South Africa participated in the global equities rally as the United States confirmed that there will be no more interest rate hikes in 2019. Equity markets around the globe cheered the news with double digit growth achieved in most emerging market countries for 2019.
Uncertainty has become a part of our everyday lives with the developed world leading the way. Leaders seem to be somewhat indecisive with no clear direction on what the desired outcomes should be. Uncertainty brings volatility that leads to anxiety for investors. The three points below are indicators of what could shape the second half of this year.
More of the same in geopolitics
Source: David Gothard, Wall Street Journal
In the United Kingdom the conservative party is gearing up to vote for a new prime minister on 23 July. Boris Johnson is the clear favourite in this race. His hard stance that the United Kingdom will leave the European Union by Halloween is seen as a risk to some, as parliament has blocked a no-deal plan before, and a no-deal Brexit is highly undesirable for business.
President Donald Trump waged a tariff war against the world. In the second quarter we went from a truce with China to a Sunday tweet that put tariffs back on the table. Trump also found new targets with fresh tariff threats made to Mexico, India and the European Union countries.
In the Middle East, tensions in the Arab Gulf ran high when a US drone was shot down by Iran, who claimed it flew into Iranian airspace. The US were “cocked and loaded,” ready to strike back before President Trump called off the attack citing that the death of Iranians is not proportionate to the downing of an unmanned drone. These countries have been at loggerheads ever since the US withdrew from the Obama-era nuclear deal and imposed new sanctions on Iran.
A slowdown in global growth: How will central banks react?
Source: FT, Brookings
While global leaders are battling it out, the International Monetary Fund revised global growth down from 3.6% to 3.3%. They project a slowdown for 70% of the world’s economies in 2019. The Brookings-FT Tracking Index for the Global Economic Recovery, as shown above, signals a downturn in real economic activity both in developed and emerging economies.
The main concern is the level of indebtedness across the developed world. This will limit the ability of central banks to counteract a slowdown in growth. World-wide, central banks in developed countries have kept interest rates very close to zero. The United States was the only country that attempted to normalise their interest rates in 2018. The Federal Reserve Bank have now concluded that there will be no further rate hikes in 2019.
Should the US decide to cut interest rates investors will seek out riskier assets ranging from higher yielding bonds to equities. This could lead to an inflow for emerging market economies, including South Africa.
The paradox that is South African economics
Source: Moneyweb & Bloomberg
In the first half of 2019 we saw a contradiction in the South African markets. Economic growth for the first quarter declined by 3.2%, the biggest decline since the global financial crisis. However, the South African stock market had its best start to a year in 12 years.
The economic downturn was mainly caused by double-digit declines in agriculture and mining. Analysts do not expect the economy to remain in decline.
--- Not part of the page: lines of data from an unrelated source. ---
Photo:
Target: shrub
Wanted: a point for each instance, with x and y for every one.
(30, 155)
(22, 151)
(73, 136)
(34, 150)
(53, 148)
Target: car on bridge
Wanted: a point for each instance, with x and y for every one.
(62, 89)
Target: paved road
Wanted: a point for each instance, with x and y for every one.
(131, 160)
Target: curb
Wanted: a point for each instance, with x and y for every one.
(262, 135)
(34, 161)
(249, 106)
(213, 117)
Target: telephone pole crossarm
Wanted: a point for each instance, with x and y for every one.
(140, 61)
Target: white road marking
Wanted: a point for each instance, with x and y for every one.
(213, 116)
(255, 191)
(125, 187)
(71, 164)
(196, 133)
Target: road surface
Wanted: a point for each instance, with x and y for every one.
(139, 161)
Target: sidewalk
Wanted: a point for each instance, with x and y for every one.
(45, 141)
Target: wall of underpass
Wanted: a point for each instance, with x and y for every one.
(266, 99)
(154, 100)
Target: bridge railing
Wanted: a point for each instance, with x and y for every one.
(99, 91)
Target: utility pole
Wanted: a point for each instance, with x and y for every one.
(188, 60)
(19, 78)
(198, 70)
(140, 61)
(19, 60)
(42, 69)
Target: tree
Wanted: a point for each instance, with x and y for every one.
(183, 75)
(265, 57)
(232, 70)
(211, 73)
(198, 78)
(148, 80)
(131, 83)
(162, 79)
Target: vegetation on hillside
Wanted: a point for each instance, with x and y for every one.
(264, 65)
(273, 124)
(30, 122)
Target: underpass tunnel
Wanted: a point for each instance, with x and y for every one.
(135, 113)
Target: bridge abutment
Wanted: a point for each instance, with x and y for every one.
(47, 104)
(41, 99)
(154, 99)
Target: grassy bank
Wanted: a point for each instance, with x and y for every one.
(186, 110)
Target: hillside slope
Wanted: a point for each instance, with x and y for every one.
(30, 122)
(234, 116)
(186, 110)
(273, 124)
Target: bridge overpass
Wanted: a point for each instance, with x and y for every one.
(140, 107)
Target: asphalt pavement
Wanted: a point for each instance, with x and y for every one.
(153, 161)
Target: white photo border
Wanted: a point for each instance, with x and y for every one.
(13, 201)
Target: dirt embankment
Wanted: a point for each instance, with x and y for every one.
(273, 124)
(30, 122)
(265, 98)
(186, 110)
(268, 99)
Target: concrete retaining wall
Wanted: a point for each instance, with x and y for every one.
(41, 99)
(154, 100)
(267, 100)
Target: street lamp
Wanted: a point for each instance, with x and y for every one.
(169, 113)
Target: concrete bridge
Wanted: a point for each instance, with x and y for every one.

However, the expected growth of about 1% for this year is still bitterly disappointing given the enormous challenges.
In the equity market, resources and industrials yielded double-digit gains of 20.7% and 11.2% respectively. The commodities market has benefited from a weaker dollar and central banks’ continued support for their respective economies. The industrials sector is dominated by companies with operations outside South African borders. Naspers is up 21% for the year and is by the far the biggest contributor to this sector. It once again illustrates that the South African equity market is not dependent on the South African economy but rather on the wellbeing of the global companies dominating the index.
If we see some policy certainty from the new government, we could see an uptick in SA specific stock. These have been struggling for some time with share prices for the shares of banks and local industrial companies being severely depressed.
Another disappointing development is the uncovering of fraud at respected companies such as Tongaat Hulett and EOH. It highlights that the moral decay in South African society is not limited to government. It is not unusual to see these fraud clusters at certain times in the markets. We would not be surprised to see more of these activities come to light given the focus on corporate governance after the Steinhoff debacle.
With uncertain outcomes you have only one defense – portfolio diversification across asset classes and geographies. It is not a time for big bets.
It is in these uncertain times when irrational, investor behaviour starts to sound logical, even for the experienced investor. Moving your money into cash to await the outcome or switching into global assets all at once may sound like reasonable strategies, but we strongly believe that this could be destructive in the long run.
It’s Benjamin Graham that said: “The investor’s chief problem and even his worst enemy is likely to be himself.”